Submarines will increasingly act as nodes within a network that also includes
other surface and underwater platforms, both fixed and mobile, which will
require sufficient communications bandwidth for them to function as an equal
player in joint and combined operations.
This demands a comprehensive fit of radio-frequency and acoustic communications
equipment for use in different tactical situations, including new capabilities
such as expendable buoys that accommodate modems for acoustic and satellite
communications.
USS Providence was the first boat to be fitted with the Submarine High Data Rate
(SubHDR) system, which it received in mid-2000. SubHDR, which replaces the
current periscope-mounted Navy EHF System, uses a significantly larger antenna
(the OE-562/BRC) and additional radio-room equipment to provide high bandwidth
(up to 256kb/s) for EHF transmission and reception. It also provides SHF
satellite communications and can receive the Global Broadcast Service. At the
other end of the frequency scale, the ELF On-Hull Antenna system is intended to
provide full access to ELF broadcasts, with a significant increase in
maneuverability and flexibility, while conducting stealthy operations at depth
in littoral waters.
In April 2000, a prototype Submarine Super High Frequency (SHF) Phased Array
Antenna demonstrated two-way communication over the Defense Satellite
Communications System, using an electronically scanned phased-array antenna that
is designed for use in submarines. Data rates of up to 256kb/s were achieved by
the array, which incorporates the first transmit/receive modules derived from
DARPA's High Density Microwave Packaging technology.

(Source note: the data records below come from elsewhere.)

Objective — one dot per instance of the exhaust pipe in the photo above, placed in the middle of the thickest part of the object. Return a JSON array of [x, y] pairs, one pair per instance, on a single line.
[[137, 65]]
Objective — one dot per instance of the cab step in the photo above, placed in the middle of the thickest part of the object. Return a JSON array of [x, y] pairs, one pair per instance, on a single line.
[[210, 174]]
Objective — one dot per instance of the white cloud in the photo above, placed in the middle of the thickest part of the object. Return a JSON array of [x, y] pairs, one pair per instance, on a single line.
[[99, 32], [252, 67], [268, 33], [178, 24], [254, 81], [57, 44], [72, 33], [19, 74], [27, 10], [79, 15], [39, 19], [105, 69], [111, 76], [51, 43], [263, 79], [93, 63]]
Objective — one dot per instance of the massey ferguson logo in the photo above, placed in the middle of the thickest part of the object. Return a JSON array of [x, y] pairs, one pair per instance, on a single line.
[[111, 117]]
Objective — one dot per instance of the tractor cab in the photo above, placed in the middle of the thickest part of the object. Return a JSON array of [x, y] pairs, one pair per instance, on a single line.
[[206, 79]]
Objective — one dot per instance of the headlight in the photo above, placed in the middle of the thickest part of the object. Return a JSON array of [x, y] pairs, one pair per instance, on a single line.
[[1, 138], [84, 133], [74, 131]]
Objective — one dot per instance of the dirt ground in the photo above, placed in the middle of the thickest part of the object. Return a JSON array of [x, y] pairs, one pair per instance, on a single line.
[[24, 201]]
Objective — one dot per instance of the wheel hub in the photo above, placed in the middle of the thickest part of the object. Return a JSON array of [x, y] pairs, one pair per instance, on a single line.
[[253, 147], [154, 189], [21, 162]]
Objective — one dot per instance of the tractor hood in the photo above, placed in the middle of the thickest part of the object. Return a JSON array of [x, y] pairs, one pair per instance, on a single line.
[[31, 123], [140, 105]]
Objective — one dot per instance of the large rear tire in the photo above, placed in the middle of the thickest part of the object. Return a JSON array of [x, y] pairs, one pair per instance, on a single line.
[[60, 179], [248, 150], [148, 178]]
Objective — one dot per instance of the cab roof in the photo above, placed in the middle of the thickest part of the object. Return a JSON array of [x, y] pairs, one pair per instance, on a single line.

NUWC's Communication at Speed And Depth program is examining technology
developed by industry, including that funded by DARPA, in the areas of buoyant
cable systems, towed bodies and tethered arrangements. Equipment under study
includes the BAE Systems AVXD antenna, which can handle a wide variety of
traffic, as a potential back-up to the present BR-34 or OE-538 aboard Los
Angeles-class SSNs. DARPA has directed the Massachusetts Institute of
Technology's Lincoln Laboratory to demonstrate an advanced UHF Buoyant Cable
Antenna (BCA) that will fit within space now occupied by the OE-315 BCA. The
Retrievable Tethered Optical Fibre (RTOF) buoy developed in the UK is a
candidate for UHF, SHF, ESM and video links."
Hope you enjoyed it. Now "Drink your dolphins."